Hope for the economy’s long-awaited revival for 2013 is starting to fade as business expectations for the final quarter of the year have fallen flat.
The latest Dun & Bradstreet Business Expectations Survey found that expectations for sales, investment and employment in particular have dropped to low levels.
The sales index slid downwards from 4.5 points to 3.5 points, with the number of business anticipating increased sales activity dropping from 18 per cent in the previous quarter to 11 per cent in Q4.
With just two per cent of businesses planning to increase spending next quarter, the capital investment index has remained in negative territory and relatively unchanged at -1.3 points.
Additionally, with just three per cent of companies intending to hire new staff in the final quarter of the year, the employment index has failed to move into a positive range, sitting at -2.8 points compared -3.3 a quarter earlier.
“The year-end outlook for businesses is not particularly cheery,” said Gareth Jones, CEO of credit information bureau Dun & Bradstreet.
“We are seeing something of a holding pattern develop when it comes to business expectations, with little movement up or down in the survey’s series of forward-looking indices.”
“It’s been a trying year for many companies, with concerns about cash flow, operating costs and weak demand emerging as constant themes.

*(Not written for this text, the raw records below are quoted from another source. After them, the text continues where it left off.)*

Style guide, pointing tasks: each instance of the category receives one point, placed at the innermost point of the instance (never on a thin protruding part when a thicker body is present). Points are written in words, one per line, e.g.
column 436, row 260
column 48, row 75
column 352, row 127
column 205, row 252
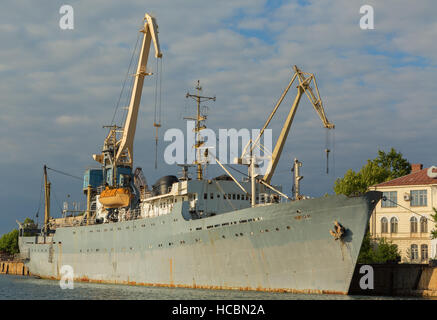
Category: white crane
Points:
column 122, row 149
column 119, row 151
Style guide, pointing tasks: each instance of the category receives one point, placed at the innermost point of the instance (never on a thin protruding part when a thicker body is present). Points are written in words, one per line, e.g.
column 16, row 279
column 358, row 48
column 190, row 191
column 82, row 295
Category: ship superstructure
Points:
column 205, row 232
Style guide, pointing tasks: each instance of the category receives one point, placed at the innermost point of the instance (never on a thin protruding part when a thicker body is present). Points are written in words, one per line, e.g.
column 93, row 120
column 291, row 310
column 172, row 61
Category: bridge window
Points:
column 423, row 224
column 424, row 251
column 414, row 252
column 384, row 225
column 413, row 224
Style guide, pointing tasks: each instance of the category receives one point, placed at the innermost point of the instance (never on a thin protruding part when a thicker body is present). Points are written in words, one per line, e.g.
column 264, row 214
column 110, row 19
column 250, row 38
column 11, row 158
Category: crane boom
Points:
column 124, row 154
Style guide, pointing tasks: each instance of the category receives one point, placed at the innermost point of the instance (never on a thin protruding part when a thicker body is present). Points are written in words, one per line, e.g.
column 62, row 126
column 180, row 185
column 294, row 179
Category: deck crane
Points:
column 117, row 152
column 303, row 86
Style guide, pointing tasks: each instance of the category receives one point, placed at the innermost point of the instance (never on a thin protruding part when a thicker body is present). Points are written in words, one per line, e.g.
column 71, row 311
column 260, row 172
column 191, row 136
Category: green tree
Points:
column 386, row 166
column 9, row 242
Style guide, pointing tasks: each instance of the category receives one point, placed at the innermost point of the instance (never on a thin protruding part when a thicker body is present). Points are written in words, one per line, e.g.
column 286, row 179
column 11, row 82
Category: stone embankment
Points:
column 397, row 280
column 14, row 267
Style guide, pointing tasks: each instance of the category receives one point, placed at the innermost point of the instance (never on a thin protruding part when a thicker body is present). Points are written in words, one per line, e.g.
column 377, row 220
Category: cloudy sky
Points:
column 59, row 87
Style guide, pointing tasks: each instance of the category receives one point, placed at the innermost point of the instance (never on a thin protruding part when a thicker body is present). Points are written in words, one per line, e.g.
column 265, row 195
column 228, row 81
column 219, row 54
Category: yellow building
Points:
column 403, row 216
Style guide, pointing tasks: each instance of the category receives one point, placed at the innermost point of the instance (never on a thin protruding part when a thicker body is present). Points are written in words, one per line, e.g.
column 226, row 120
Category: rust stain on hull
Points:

As a consequence we’ve been seeing companies focusing on paying down their debt, managing expenses and focusing on core operations, to the detriment of investment and employment.”

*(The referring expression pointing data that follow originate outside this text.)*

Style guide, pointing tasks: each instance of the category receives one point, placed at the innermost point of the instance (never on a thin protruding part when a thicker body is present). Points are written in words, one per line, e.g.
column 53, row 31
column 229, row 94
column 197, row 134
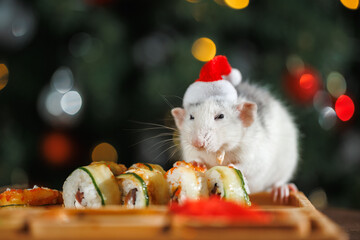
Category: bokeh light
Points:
column 321, row 100
column 307, row 81
column 71, row 102
column 237, row 4
column 336, row 84
column 19, row 28
column 344, row 108
column 318, row 198
column 327, row 118
column 351, row 4
column 57, row 148
column 62, row 79
column 80, row 44
column 52, row 103
column 104, row 152
column 203, row 49
column 294, row 64
column 4, row 76
column 302, row 86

According to Jones, businesses will be hoping the New Year brings new cause of optimism to support the traditional pick-up in consumer spending during the summer months. Necessary to this will the two current significant issues impact Australian businesses: operating costs and cash flow.
The survey found, 45 per cent of businesses view operating costs as their biggest barrier to growth in the year ahead, while 64 per cent expect cash flow will be an issue.
“The general tone for the business sector is subdued with no signs of a broad-based pick up in optimism in the key indicators,” said Stephen Koukoulas, economic adviser to Dun & Bradstreet.
“That said there has been no further deterioration in business expectations over the past few months which offers some hope that the lower Australian dollar and low interest rates are slowly impacting on the real economy.”